Pour aller plus loin sur les mots-outils du français et leur fonctionnement syntaxique, les articles sur les adverbes en français donnent un éclairage complémentaire utile.
Questions fréquentes
Quelle est la nature grammaticale du mot « combien » ?
« Combien » est principalement un adverbe interrogatif ou exclamatif. Il peut aussi fonctionner comme pronom interrogatif (« Combien sont venus ? ») ou comme substantif masculin invariable dans des expressions comme « le combien sommes-nous ? ». Sa nature dépend entièrement de la construction de la phrase.
Comment utiliser « combien de » sans faire de faute ?
Après « combien de », le nom s’emploie sans article : on dit « combien de livres » et non « combien des livres ». Le verbe et les adjectifs qui suivent s’accordent avec ce nom au pluriel. Dans une question indirecte, il ne faut pas inverser le sujet : « je me demande combien il coûte » est correct, pas « je me demande combien coûte-t-il ».
Quelle différence entre « combien » interrogatif et « combien » exclamatif ?
Dans une phrase interrogative, « combien » porte sur une quantité dont on ignore la valeur : « Combien coûte ce voyage ? ». Dans une phrase exclamative, il exprime une intensité ou une grande quantité que l’on constate : « Combien il a souffert ! ». La distinction tient à l’intention de la phrase — demander vs affirmer avec emphase — et non à la forme du mot lui-même.
D’où vient l’étymologie du mot « combien » ?

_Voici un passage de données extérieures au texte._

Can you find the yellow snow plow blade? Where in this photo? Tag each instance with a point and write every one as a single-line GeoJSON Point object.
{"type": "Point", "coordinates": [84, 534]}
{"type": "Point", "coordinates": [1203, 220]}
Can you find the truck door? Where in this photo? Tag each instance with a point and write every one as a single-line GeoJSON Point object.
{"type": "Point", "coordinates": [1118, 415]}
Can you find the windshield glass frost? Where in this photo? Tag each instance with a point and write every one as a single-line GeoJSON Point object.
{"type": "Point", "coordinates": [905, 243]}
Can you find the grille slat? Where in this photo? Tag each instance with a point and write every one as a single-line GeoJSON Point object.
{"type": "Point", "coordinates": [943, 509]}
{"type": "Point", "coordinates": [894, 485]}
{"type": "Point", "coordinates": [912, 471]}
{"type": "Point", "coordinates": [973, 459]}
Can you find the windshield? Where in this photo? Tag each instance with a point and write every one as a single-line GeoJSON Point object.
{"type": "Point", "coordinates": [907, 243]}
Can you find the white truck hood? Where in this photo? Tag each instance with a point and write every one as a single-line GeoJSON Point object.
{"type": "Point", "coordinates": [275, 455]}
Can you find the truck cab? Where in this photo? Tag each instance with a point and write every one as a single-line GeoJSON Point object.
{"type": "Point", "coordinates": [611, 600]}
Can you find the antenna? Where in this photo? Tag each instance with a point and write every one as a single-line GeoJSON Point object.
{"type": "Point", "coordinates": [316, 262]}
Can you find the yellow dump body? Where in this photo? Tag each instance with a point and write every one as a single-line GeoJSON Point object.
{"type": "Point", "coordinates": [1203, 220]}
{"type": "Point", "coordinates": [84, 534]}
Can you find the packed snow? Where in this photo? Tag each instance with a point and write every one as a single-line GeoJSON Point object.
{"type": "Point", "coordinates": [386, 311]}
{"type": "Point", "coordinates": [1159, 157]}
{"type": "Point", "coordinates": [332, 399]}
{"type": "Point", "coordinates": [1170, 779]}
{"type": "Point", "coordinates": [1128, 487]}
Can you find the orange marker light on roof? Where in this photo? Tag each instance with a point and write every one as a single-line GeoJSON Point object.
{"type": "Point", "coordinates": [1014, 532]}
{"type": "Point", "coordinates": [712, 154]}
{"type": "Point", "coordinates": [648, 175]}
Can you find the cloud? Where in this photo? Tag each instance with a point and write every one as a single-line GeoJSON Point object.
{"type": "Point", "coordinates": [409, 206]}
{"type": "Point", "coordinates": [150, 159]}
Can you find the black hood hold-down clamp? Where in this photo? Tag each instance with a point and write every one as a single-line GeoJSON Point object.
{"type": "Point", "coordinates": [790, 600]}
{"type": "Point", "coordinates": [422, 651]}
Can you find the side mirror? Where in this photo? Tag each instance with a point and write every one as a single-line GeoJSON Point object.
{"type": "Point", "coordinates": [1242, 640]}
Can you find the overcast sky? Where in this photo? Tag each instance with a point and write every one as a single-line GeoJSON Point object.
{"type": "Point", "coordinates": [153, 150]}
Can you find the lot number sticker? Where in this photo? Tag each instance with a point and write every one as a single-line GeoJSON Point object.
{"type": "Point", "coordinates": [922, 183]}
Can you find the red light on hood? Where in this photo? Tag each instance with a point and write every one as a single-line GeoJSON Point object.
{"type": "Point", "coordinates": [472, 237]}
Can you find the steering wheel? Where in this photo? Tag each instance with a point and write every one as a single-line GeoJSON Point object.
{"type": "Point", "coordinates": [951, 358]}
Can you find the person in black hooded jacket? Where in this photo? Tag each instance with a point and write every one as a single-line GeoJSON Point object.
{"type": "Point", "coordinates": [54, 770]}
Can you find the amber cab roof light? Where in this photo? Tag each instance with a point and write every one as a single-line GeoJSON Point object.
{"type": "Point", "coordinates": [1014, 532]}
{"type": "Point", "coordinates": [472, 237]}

« Combien » est formé de « com » (du latin quomodo, signifiant « comment ») et de « bien » au sens ancien de « beaucoup ». En ancien français, les deux termes s’écrivaient séparés : « com bien ». La fusion en un seul mot s’est progressivement imposée entre le XIIe et le XVIe siècle. Ce « bien » n’a aucun rapport avec la valeur morale — c’était purement un adverbe de quantité.
Peut-on employer « combien » comme un nom ?
Oui, « combien » s’emploie comme nom masculin invariable, surtout pour demander une date ou un rang : « Le combien du mois sommes-nous ? » ou « Tu habites le combien ? ». Cet usage est courant à l’oral familier en français. On peut aussi le trouver dans des textes écrits légers. Il est invariable et prend toujours l’article masculin singulier « le ».